In a sort of reboot set within the same universe – and if that makes no sense blame the writers not me – Kyle Reese, now played by Aussie actor Jai Courtney is sent back to 1984 to protect Sarah Connor as her son John is the key to resistance winning the war against vicious, intelligent super machines in a post apocalyptic 2029 future. When he arrives however, he finds that the T-800 cyborg he needs to stop has already been terminated by a more seasoned (aka old looking) Arnie as ‘Pops’ – Sarah Connor’s guardian of the previous 20 years, re-programmed to protect her rather than kill her.
This throws into a skew of timelines of the past and future as clearly someone has been tampering with fate, and its up to Kyle, Sarah – played by Danerys from Game of Thrones’ Emilie Clarke – and Pops to shut down the corporation responsible for the impending doom in Cyberdyne which will eventually become ‘Skynet’ and stop Judgment Day from ever happening, which is the moment the machines turn on humanity, launching their own missiles on themselves.
Honestly and candidly, this is not a good movie. It ticks the right amount of boxes for epic visual effect stunts and a nice epic, deep soundtrack but decides to then leave script writing and character development to the wayside. Everything feels kind of ajar, like they were almost there on so many levels but continue to disappoint throughout. Throwbacks to old catchphrases, old plot lines and starring an old Arnie just don’t deliver.

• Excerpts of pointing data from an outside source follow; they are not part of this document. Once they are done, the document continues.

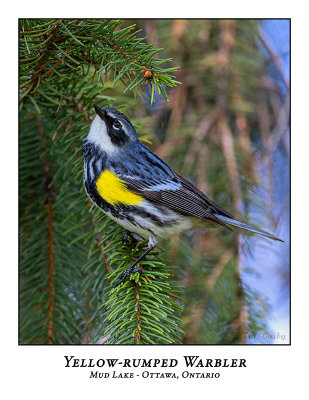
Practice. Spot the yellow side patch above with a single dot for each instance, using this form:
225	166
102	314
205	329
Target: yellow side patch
114	190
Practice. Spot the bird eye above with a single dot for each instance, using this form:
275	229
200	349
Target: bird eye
116	124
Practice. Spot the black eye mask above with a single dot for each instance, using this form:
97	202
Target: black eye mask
117	135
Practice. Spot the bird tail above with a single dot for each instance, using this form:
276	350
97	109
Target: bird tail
234	222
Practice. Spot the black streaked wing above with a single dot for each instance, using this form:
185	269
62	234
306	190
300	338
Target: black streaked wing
186	198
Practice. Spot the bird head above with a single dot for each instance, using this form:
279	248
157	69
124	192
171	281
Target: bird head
111	130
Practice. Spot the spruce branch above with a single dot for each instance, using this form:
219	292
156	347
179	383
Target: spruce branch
63	46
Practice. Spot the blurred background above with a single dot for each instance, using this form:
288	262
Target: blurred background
227	129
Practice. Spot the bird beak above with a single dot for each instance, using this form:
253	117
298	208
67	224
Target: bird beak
100	112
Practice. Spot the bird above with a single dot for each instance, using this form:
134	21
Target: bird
142	193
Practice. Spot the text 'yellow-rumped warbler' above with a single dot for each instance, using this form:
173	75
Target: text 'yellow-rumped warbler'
134	187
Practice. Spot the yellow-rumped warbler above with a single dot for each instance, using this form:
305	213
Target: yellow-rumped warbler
134	187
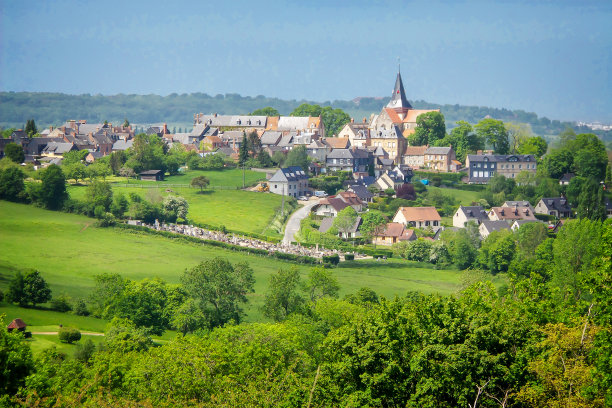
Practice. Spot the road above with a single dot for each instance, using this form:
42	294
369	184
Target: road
293	224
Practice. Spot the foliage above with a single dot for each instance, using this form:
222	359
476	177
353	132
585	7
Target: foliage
14	152
12	187
430	128
220	288
15	360
283	296
69	335
495	133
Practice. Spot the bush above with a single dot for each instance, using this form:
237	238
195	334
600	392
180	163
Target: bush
80	308
331	259
69	335
61	303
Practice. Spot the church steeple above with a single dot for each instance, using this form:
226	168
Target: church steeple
398	101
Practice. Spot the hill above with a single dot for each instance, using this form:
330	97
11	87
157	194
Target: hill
177	110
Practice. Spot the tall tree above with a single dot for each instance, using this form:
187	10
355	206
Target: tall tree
283	296
494	132
220	288
430	128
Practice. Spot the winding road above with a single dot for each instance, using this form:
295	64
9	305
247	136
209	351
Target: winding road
293	224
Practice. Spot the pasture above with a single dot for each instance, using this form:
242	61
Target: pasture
69	251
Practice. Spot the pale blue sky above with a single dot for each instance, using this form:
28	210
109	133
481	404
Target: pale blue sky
550	57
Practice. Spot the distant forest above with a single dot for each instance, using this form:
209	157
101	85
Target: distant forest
55	108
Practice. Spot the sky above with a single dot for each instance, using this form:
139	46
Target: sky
549	57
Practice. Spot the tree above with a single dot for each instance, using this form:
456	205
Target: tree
283	297
591	202
201	181
30	128
267	111
494	132
298	156
14	152
28	288
16	361
322	283
68	335
345	220
535	145
175	207
430	128
188	317
76	171
12	187
220	288
373	222
243	151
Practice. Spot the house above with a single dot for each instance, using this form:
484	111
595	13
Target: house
354	160
557	206
463	215
352	199
566	178
394	232
391	140
439	159
358	134
511	214
414	156
93	156
152	175
16	324
488	226
419	217
352	232
481	167
291	181
518	223
329	207
362	192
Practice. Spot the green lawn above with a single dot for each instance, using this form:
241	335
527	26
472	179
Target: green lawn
69	251
237	210
463	197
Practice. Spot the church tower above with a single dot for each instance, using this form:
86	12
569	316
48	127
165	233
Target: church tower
398	101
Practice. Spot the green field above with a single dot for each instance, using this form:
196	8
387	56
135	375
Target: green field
463	197
237	210
68	251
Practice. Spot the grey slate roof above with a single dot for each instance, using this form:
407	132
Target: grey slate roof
438	150
291	173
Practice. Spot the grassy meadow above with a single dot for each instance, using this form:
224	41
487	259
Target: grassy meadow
237	210
69	251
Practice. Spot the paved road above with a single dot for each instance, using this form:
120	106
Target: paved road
293	224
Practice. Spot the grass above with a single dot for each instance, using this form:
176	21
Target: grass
463	197
69	251
237	210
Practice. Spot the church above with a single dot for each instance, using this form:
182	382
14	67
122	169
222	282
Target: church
396	121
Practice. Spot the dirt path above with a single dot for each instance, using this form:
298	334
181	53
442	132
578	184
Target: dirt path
55	333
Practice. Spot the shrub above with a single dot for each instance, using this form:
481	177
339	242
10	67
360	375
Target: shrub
331	259
80	308
69	335
61	303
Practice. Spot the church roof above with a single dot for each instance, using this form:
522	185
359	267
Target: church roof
398	99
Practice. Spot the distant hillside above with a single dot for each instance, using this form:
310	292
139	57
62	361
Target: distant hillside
55	108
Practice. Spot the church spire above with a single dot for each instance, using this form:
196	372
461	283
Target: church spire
398	101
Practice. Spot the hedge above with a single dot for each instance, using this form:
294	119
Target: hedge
255	251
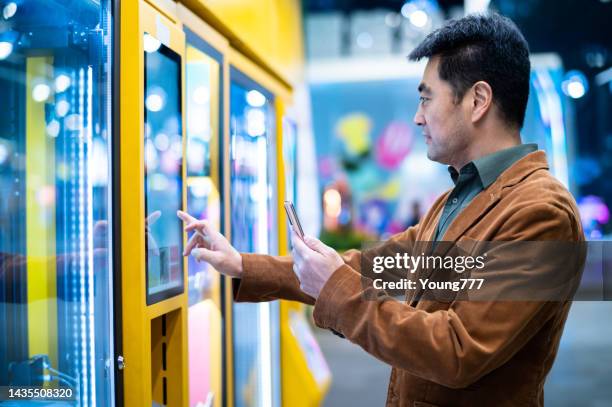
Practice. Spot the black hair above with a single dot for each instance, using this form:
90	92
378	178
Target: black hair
483	47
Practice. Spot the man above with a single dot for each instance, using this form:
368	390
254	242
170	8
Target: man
472	106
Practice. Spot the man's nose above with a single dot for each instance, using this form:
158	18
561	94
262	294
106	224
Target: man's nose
419	119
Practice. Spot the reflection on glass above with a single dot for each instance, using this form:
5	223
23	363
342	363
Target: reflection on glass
163	171
203	88
55	276
256	339
290	162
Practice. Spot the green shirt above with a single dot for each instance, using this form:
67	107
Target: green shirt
475	177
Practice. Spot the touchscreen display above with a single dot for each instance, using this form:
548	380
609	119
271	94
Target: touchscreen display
163	171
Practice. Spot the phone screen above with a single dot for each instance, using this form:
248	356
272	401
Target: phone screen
293	219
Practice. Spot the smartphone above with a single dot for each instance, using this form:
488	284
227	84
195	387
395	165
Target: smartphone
293	219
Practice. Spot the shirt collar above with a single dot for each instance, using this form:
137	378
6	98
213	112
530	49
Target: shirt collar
490	167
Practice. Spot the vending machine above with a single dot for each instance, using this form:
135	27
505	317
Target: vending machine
256	340
55	209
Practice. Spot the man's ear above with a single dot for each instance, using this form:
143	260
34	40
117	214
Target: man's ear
482	100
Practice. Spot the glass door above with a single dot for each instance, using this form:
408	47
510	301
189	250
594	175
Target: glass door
55	212
253	223
204	78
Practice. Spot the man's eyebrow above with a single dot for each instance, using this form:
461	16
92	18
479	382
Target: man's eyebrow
424	88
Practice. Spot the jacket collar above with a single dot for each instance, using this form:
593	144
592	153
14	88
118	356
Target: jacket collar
481	204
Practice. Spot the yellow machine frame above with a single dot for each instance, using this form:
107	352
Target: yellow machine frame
138	319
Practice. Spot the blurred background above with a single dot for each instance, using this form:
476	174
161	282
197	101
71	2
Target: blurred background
374	178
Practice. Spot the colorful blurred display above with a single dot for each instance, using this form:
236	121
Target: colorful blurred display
55	241
253	213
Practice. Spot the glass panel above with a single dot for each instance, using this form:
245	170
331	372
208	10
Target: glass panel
55	249
256	339
163	170
203	84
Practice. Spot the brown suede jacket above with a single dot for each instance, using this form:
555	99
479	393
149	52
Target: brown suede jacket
457	353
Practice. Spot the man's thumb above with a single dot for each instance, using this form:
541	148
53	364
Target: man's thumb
202	254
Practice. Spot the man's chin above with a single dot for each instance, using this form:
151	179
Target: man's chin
434	156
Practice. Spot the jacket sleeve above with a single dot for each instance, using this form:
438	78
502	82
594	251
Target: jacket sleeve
453	347
267	278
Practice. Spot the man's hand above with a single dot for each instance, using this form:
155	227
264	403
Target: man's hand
211	246
313	263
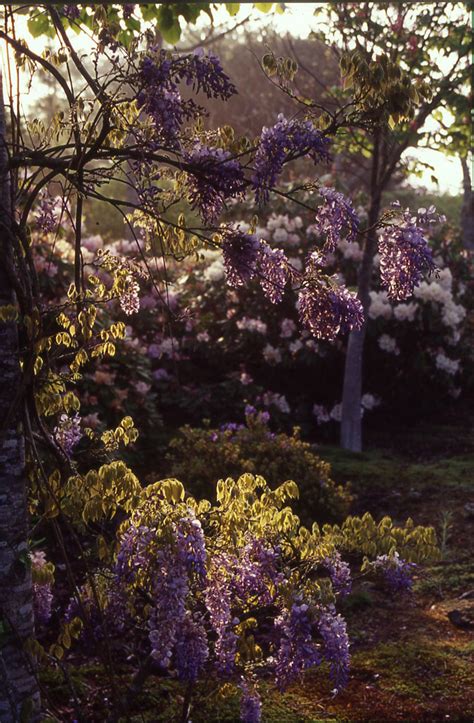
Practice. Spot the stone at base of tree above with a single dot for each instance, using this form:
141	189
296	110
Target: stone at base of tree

The performances felt like placeholder characters to drive the narrative harking back to the original films and the storylines set up back then; overall it is recycling the best bits of Terminator 1 and 2 but doesn’t get up to par in its attempts. No sense of real danger and halfhearted attempts to setup suspense, say hasta la vista to the magic of the series because it’s all but extinguished.
Yet for the two whole hours I couldn’t seem to turn away, the action was stimulating enough to keep me there, rendering my brain completely off. A popcorn flick by all definitions – 5/10.